This is future me yo and I know lately you’ve been falling apart and things have not been okay for a while and I’m just going to be as honest as it gets. You won’t feel alright for a while you are going to hurt something you just will you’re going to sit on the floor screaming with your hand over your mouth to not make a sound, pulling your hair and trying to tear your skin off your bones you’re gonna fall asleep with tears burning holes in your warm cheeks like acid and you’ll wish you’d never wake up, you’ll wish for nothing more than to die and be free. But you’re going to wake up, you always will, but be glad it does stop hurting and I know right now feels eternal I know right now feels like this pit of self hate and disappointment forming inside you and you can’t breathe and you’re hurting in a way no one could ever understand as words can only go so far. I know suicide seems like the answer I know you’ll think about it way more than normal, you think no one cares about you but I promise you, you’re going to meet some people that care about you without a doubt do. Cause even through all this pain you gotta remember the good. And it won’t happen overnight loving yourself takes time but there are just so many beautiful reasons to be happy and that negative voice inside your head is not you and you’re pretty dank kid and sure we have only existed for a short amount of time but we are apart of something beautiful and amazing and there’s just so much left. New music, new movies, new experiences. Why give up so quickly? Those cuts and bruises and broken hearts become the past and every day I wish I could talk to you face to face and tell you not to that it’ll all be okay. You cut your skin like paper it seemed so simple but left a scar and now I never hear the end of it and I try to look at the positive but sometimes its hard I know things were so hard and just awful but I promise you things get better when you decide you deserve better. Life is like an ocean it can be calm and still or rough and tough and beat you up but in the end, I swear to you it’s beautiful.

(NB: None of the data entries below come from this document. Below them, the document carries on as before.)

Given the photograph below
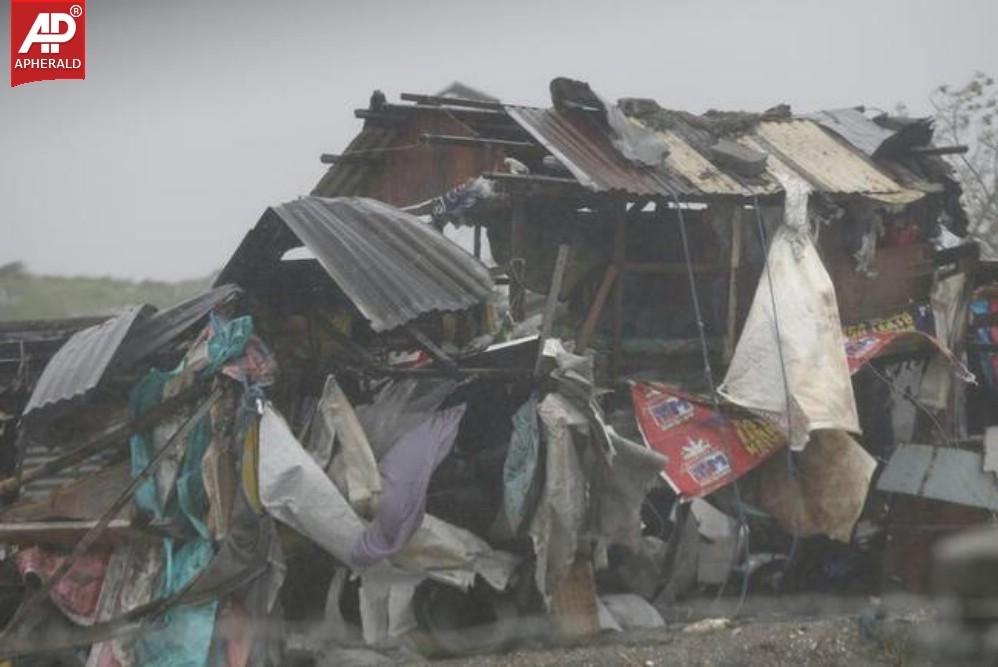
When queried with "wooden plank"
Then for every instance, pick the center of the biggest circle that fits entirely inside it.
(619, 259)
(107, 439)
(454, 140)
(517, 245)
(672, 268)
(68, 533)
(431, 348)
(554, 292)
(450, 101)
(596, 309)
(735, 261)
(573, 602)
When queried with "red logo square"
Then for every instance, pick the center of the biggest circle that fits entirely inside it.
(47, 41)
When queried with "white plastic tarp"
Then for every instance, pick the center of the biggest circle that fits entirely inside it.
(824, 492)
(808, 387)
(297, 492)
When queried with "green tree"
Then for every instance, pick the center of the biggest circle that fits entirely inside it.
(969, 115)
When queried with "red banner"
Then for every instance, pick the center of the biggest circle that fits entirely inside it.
(704, 450)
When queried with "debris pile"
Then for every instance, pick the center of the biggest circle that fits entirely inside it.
(731, 353)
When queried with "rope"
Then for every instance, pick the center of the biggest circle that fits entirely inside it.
(709, 376)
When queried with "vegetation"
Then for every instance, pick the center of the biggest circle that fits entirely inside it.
(968, 115)
(27, 296)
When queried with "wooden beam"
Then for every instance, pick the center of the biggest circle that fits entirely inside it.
(940, 150)
(450, 101)
(452, 140)
(735, 261)
(106, 439)
(531, 179)
(618, 214)
(596, 309)
(431, 348)
(547, 320)
(94, 532)
(672, 268)
(517, 245)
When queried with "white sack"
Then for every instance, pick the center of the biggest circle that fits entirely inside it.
(817, 374)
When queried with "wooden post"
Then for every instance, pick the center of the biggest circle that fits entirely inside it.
(552, 302)
(617, 213)
(517, 245)
(596, 309)
(736, 251)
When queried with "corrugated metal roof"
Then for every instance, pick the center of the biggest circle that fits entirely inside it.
(827, 163)
(800, 146)
(853, 126)
(708, 177)
(391, 265)
(940, 473)
(586, 151)
(153, 333)
(79, 365)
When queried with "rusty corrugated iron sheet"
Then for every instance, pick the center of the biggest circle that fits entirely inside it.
(710, 179)
(587, 152)
(390, 264)
(827, 163)
(80, 363)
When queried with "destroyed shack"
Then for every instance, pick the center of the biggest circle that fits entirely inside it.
(729, 352)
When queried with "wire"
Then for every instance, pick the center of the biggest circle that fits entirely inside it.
(709, 375)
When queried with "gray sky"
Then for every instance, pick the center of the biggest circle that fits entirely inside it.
(197, 115)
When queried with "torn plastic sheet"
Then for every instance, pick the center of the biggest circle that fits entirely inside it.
(720, 543)
(453, 555)
(798, 350)
(619, 489)
(703, 450)
(521, 462)
(386, 610)
(353, 467)
(825, 492)
(561, 510)
(132, 577)
(399, 407)
(296, 491)
(77, 594)
(438, 551)
(405, 476)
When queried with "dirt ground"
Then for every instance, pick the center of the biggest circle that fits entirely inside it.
(850, 633)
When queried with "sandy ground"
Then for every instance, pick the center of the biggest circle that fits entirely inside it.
(848, 633)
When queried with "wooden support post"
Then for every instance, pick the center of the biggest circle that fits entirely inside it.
(427, 344)
(619, 218)
(552, 302)
(106, 439)
(596, 309)
(735, 252)
(92, 535)
(517, 246)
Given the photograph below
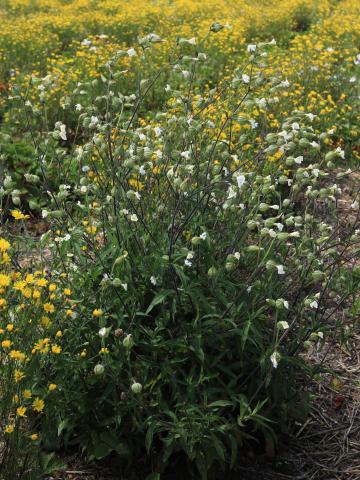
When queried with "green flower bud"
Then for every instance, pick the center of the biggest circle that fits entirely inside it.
(212, 272)
(196, 240)
(116, 282)
(99, 369)
(128, 341)
(263, 207)
(136, 388)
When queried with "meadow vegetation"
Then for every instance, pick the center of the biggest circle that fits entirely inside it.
(187, 160)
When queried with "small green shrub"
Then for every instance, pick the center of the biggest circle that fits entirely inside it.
(196, 271)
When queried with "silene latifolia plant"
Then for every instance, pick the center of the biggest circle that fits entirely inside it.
(183, 273)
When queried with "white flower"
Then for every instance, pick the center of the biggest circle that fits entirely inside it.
(240, 180)
(63, 132)
(275, 359)
(272, 233)
(284, 325)
(340, 152)
(158, 131)
(231, 192)
(262, 103)
(102, 332)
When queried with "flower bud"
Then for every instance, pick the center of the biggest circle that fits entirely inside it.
(136, 388)
(212, 272)
(99, 369)
(128, 341)
(119, 332)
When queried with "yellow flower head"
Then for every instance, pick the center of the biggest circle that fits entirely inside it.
(19, 215)
(4, 245)
(20, 411)
(38, 405)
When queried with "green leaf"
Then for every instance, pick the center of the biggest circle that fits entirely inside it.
(220, 403)
(50, 463)
(159, 298)
(149, 437)
(153, 476)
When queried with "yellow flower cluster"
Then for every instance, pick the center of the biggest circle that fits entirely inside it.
(25, 332)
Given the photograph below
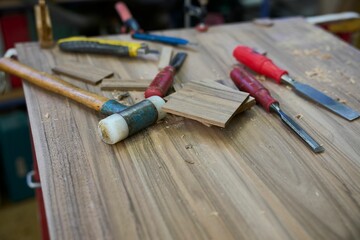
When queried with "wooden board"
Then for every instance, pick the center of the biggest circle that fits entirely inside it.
(125, 85)
(84, 72)
(179, 179)
(202, 100)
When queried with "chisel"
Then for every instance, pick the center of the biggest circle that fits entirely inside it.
(164, 79)
(104, 46)
(246, 82)
(123, 121)
(265, 66)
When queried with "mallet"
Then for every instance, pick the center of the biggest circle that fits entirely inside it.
(124, 120)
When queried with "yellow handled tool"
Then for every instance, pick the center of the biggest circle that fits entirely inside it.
(104, 46)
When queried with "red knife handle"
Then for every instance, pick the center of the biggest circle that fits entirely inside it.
(258, 63)
(161, 83)
(246, 82)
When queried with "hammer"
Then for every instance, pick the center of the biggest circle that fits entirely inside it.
(123, 120)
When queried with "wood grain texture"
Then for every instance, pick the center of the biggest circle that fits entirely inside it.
(52, 83)
(125, 85)
(202, 100)
(182, 180)
(84, 72)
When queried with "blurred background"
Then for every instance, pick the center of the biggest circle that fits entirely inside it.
(19, 211)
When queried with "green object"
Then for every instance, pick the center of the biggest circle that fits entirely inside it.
(15, 154)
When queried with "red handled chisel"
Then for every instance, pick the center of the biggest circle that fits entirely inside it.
(164, 79)
(263, 65)
(246, 82)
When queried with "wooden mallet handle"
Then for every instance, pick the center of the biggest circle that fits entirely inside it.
(53, 84)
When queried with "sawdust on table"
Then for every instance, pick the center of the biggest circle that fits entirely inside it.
(311, 52)
(319, 74)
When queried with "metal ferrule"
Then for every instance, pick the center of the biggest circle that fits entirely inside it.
(111, 107)
(286, 79)
(140, 116)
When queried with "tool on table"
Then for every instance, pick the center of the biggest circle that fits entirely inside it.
(246, 82)
(164, 79)
(137, 33)
(43, 25)
(265, 66)
(124, 120)
(104, 46)
(162, 39)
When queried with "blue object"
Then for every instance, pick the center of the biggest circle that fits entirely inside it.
(159, 38)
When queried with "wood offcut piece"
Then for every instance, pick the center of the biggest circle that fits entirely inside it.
(87, 73)
(208, 102)
(125, 85)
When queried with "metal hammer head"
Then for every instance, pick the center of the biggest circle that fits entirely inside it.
(119, 126)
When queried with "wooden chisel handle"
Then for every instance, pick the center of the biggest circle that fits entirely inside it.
(52, 83)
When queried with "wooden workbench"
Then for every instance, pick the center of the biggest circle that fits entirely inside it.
(180, 179)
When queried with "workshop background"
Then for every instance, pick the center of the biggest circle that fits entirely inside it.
(19, 216)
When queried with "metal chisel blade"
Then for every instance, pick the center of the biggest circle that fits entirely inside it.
(322, 99)
(327, 102)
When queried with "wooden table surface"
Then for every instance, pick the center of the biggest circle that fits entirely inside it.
(180, 179)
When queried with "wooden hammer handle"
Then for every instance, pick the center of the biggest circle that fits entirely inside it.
(52, 83)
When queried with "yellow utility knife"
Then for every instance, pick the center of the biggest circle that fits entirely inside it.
(104, 46)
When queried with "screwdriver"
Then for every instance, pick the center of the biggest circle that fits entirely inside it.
(246, 82)
(137, 33)
(164, 79)
(104, 46)
(265, 66)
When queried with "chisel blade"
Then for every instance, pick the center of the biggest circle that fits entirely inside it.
(322, 99)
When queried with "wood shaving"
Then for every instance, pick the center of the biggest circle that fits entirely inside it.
(319, 73)
(341, 100)
(297, 52)
(264, 22)
(189, 161)
(214, 213)
(189, 146)
(261, 78)
(326, 56)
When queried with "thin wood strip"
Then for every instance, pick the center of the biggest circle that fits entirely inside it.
(125, 85)
(202, 101)
(87, 73)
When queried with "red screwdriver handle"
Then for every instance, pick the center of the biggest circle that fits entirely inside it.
(258, 63)
(161, 83)
(246, 82)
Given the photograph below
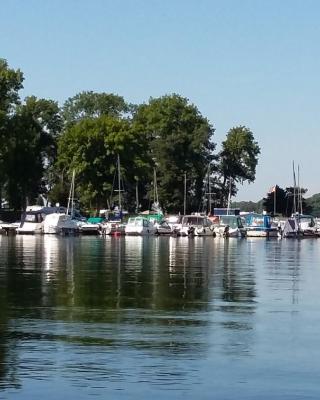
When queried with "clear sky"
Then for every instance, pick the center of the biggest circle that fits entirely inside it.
(254, 63)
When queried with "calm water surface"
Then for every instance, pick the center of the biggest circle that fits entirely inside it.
(160, 318)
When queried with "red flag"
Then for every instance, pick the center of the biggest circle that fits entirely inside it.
(272, 189)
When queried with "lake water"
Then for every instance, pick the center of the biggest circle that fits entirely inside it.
(159, 318)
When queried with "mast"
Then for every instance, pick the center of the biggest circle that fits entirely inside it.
(209, 189)
(155, 188)
(137, 197)
(229, 197)
(71, 195)
(185, 194)
(299, 192)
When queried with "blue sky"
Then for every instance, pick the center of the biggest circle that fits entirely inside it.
(254, 63)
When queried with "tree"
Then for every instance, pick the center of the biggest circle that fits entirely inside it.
(93, 105)
(23, 163)
(180, 141)
(10, 83)
(237, 161)
(278, 195)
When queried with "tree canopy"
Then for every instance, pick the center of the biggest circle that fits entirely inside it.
(42, 143)
(180, 141)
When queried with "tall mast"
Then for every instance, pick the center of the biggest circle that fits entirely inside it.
(119, 182)
(71, 195)
(185, 194)
(209, 188)
(294, 190)
(137, 197)
(229, 196)
(299, 192)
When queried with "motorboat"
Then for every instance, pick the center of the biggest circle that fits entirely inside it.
(93, 226)
(60, 223)
(229, 226)
(140, 225)
(197, 225)
(300, 226)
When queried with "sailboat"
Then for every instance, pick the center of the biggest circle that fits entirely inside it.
(114, 224)
(63, 222)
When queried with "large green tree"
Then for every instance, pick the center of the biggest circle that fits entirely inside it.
(180, 142)
(286, 201)
(11, 81)
(237, 163)
(31, 140)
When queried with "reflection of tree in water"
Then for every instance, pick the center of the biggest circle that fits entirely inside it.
(238, 274)
(8, 356)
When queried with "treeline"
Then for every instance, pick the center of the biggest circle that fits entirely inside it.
(42, 143)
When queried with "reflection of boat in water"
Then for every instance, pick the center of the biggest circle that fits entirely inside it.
(198, 225)
(32, 220)
(260, 225)
(229, 226)
(140, 226)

And if nothing had ever gone wrong I could’ve never been this strong I could’ve never been able to stand here and do so much as breathe cause I would’ve kept trying to kill myself. There is just so much I could say but the only words you really need to know is it’ll be okay in the end we make it out smiling brighter than ever.
3 comments
Yu positive asshole
Hey good idea.i’ll write one to me. You’ll spend your entire waking life either wanting to be dead or being molested.
Thank you for sharing. Looks like you’ve come a hell of a long way. You also describe that desperation well. It really helps me when people put words to their suffering, as I often find it difficult to express my own. I think the first step to a better place is breaking the silence.